Showing posts with label ascii. Show all posts
Showing posts with label ascii. Show all posts

Sunday, March 25, 2012

BULK INSERT, setting static data using the format file

Hello dbforums,

I are using a BULK INSERT to insert the data from a ascii file to a sql table. The table has a ProductInstanceId column that exists in the tables but does not exist in the ascii DICast data. I am setting the ProductInstanceId to a Guid that will be used for Metrics. I would like to create the Guid in C++ and then set it somehow during the BULK INSERT DICastRaw1hr and DICastRaw6hr. I am calling the BULK INSERT from C++/ADO. I do not see how you can set a static data in the BULK INSERT for a column that exists in the table but does not the source data ... seems there should be a way to do this with the format file?

The other way to do this is with a TRIGGER. I have the TRIGGER below. Prior to the calling the BULK INSERT using ADO I will use ADO to ALTER the TRIGGER with the new Guid. When the BULK INSERT runs the ProductInstanceId will be populated with the new Guid.

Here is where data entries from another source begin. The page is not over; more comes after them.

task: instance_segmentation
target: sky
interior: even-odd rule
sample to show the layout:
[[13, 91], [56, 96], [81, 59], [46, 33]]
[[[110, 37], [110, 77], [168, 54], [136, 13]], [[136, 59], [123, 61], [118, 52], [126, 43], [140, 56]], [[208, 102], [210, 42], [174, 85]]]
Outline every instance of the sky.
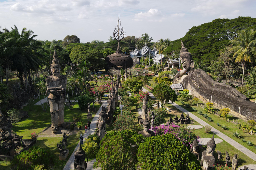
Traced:
[[147, 33], [156, 42], [183, 37], [217, 18], [256, 18], [255, 0], [0, 0], [0, 26], [15, 25], [52, 41], [74, 35], [86, 43], [108, 42], [118, 15], [126, 36]]

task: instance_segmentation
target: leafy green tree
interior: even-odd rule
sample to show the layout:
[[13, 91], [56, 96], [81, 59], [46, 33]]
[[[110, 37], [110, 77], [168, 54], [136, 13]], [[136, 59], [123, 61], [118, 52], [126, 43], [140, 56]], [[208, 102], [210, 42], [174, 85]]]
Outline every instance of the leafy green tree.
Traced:
[[[168, 103], [169, 100], [175, 102], [177, 97], [174, 91], [163, 83], [158, 84], [155, 87], [153, 94], [157, 100], [161, 102], [162, 107]], [[164, 103], [165, 101], [166, 103]]]
[[62, 45], [64, 47], [71, 43], [80, 43], [80, 39], [75, 35], [68, 35], [63, 40]]
[[230, 50], [236, 51], [233, 55], [236, 56], [236, 62], [240, 63], [243, 68], [242, 87], [244, 81], [244, 70], [247, 62], [255, 62], [256, 55], [256, 31], [253, 29], [243, 30], [238, 34], [238, 37], [229, 42], [235, 45]]
[[88, 61], [92, 64], [90, 68], [92, 71], [103, 66], [102, 52], [83, 44], [74, 47], [69, 56], [74, 63], [80, 63], [85, 60]]
[[137, 167], [141, 169], [202, 169], [196, 156], [172, 134], [147, 138], [139, 147], [137, 156]]
[[94, 167], [102, 170], [135, 169], [138, 148], [144, 139], [141, 134], [128, 130], [107, 134], [100, 143]]

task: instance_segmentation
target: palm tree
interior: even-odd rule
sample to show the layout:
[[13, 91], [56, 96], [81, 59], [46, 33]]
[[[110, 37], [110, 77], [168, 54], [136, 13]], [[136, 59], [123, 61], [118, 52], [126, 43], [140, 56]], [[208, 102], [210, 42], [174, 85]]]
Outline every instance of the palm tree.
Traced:
[[249, 62], [252, 66], [255, 62], [256, 55], [256, 31], [253, 29], [243, 30], [238, 34], [238, 37], [229, 42], [235, 46], [229, 50], [236, 51], [233, 56], [237, 56], [236, 62], [241, 63], [243, 67], [242, 87], [244, 81], [244, 70], [246, 63]]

ALTER TRIGGER DICastRaw1hrInsertGuid
ON Alphanumericdata.dbo.DICastRaw1hr
FOR INSERT AS UPDATE dbo.DICastRaw1hr SET ProductInstanceId = '4f9a44eb-092b-445b-a224-cc7cdd207092'
WHERE modelrundatetime = (select max(modelrundatetime) from Alphanumericdata.dbo.DICastraw1hr(NOLOCK))

More Questions:

- The Trigger is slow. The Bulk Insert without the Trigger runs in about 10 sec ... with the Trigger in about 40 sec. I tried to use the sql code below in the TRigger but it was only doing the UPDATE on the last row. The TRIGGER must run after the BULK INSERT is complete. Now I am using the select (bad). Any comments ...

ALTER TRIGGER DICastRaw1hrInsertDate
ON Alphanumericdata.dbo.DICastRaw1hr
FOR INSERT
AS
DECLARE @.ID as integer
SELECT @.ID = i.recordid from inserted i
UPDATE dbo.DICastRaw1hr SET ProductInstanceId = '4f9a44eb-092b-445b-a224-cc7cdd207092'
WHERE recordid = @.ID

- I understand that I could set the Guid in the Default Value part of the table definition using the NEWID() function. I need the Guid to be the same for all the rows that are inserted during the BULK INSERT (all have the same modelrundatetime) ... how would I do this?

Thanks,
ChrisOr create a table that matches your file and load it...then transfer the data to it's final destination with a sproc...|||Loading into one table and then moving data into another? How about adding one more for fun?

Just look for this topic in BOL:

Using a Data File with Fewer Fields|||Originally posted by rdjabarov
Loading into one table and then moving data into another? How about adding one more for fun?

Just look for this topic in BOL:

Using a Data File with Fewer Fields

Why not...a staging table works great, especially when you need to audit data, add stuff ect.

Yes, he can use a format file...just set the server column order to 0

Lots of posts seem to deal with "unknown" file structures or missing data...or data types that are "iffy"..

Me, I prefer to let the feeder know there file is garbage, and have them resend it and have a locked down process...

Not always the case though...|||i can help with the Bulk Insert / ADO problem
but give me an example of what you are trying to load
in what kind of table|||Originally posted by Karolyn
i can help with the Bulk Insert / ADO problem
but give me an example of what you are trying to load
in what kind of table

Thanks to all for your responses.

I think I have a solution. I will create a sql function and use it to set the GUID in the Default Field attribute of the ProductInstanceId column.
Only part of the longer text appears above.